Frequently Asked Questions
A highly rated municipal bond is a safe investment option in comparison to other debt investment options. The reason is that the chance of default is minimal. In other words, these bonds are not entirely risk-free as the issuer may fail to make the interest payments or the principal on maturity.
The cities like Pune, Hyderabad, Indore, Amravati, Bhopal, Visakhapatnam, Ahmedabad, Surat, Ghaziabad and Lucknow have issued these bonds in India.
Investing in these bonds is a good way to protect your capital and generate interest simultaneously. A high credit-rated bond can be a safe investment. However, you must be aware that there is a risk of default in any bond investment.
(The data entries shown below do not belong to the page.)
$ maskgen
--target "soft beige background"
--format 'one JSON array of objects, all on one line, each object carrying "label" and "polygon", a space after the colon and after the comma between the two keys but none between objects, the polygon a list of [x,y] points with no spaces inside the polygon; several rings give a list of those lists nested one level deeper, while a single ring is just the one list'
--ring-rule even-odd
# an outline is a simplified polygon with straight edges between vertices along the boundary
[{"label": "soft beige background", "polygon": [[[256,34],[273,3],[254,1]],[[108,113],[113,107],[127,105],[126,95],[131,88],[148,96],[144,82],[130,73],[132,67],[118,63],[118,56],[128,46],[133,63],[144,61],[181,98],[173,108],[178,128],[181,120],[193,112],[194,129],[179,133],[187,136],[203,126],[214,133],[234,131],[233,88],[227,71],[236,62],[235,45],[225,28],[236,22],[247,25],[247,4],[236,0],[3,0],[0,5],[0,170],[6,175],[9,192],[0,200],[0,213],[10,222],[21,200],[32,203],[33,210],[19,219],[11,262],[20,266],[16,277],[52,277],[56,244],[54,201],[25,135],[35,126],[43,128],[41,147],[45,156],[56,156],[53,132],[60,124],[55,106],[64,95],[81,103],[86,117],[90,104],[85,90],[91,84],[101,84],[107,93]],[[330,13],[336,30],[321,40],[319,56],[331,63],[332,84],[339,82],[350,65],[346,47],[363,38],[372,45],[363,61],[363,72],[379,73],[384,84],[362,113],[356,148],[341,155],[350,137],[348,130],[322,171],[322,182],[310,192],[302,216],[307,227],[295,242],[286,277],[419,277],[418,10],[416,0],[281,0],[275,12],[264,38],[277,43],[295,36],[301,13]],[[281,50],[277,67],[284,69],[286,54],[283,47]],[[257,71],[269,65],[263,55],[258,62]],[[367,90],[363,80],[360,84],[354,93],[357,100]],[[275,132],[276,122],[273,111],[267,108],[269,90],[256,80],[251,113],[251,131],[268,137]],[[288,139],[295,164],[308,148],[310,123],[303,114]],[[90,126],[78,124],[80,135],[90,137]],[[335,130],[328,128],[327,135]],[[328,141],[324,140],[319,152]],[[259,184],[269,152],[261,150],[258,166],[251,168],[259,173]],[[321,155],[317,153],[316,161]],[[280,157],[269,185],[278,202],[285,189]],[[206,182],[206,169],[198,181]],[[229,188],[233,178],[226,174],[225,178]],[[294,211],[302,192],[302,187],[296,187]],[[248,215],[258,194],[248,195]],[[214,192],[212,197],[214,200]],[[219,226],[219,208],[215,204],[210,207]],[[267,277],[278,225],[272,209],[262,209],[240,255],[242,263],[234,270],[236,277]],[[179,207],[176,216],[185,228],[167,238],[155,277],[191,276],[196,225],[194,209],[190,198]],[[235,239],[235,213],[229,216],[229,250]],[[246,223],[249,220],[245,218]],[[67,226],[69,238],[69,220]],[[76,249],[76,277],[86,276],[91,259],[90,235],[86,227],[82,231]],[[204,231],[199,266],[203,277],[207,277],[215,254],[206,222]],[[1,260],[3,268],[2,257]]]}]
The interest rate offered by municipal bonds is generally 8% which is higher than other debt instruments. However, these are long-term bonds with ten years. But if you purchase them from the secondary market, the yield may range between 7.25%-8%. For instance, the municipal bonds were offered at 8.1% in Lucknow and 8.5% in Ghaziabad.
In India, you can purchase municipal bonds from dealers, banks, brokerage firms and in a few cases, directly from the municipality. These bonds are tradable in both primary and secondary markets. In the primary market, you can purchase during the offer period. However, these bonds are released in higher denominations. The secondary market allows you to invest in these bonds already issued in markets through your Demat account. However, the bond price may vary as it includes a markup, i.e. the dealer’s cost plus profit.
Bonds are less riskier than stocks. However, this does not mean that you cannot lose your money owning these bonds. The bond prices decline when the interest rate rises or when the issuer’s credit rating downgrades. Sometimes even inflation can erode the returns on bonds. Therefore, you must consider these factors before investing and also consider the issuer’s credit rating before investing in these bonds.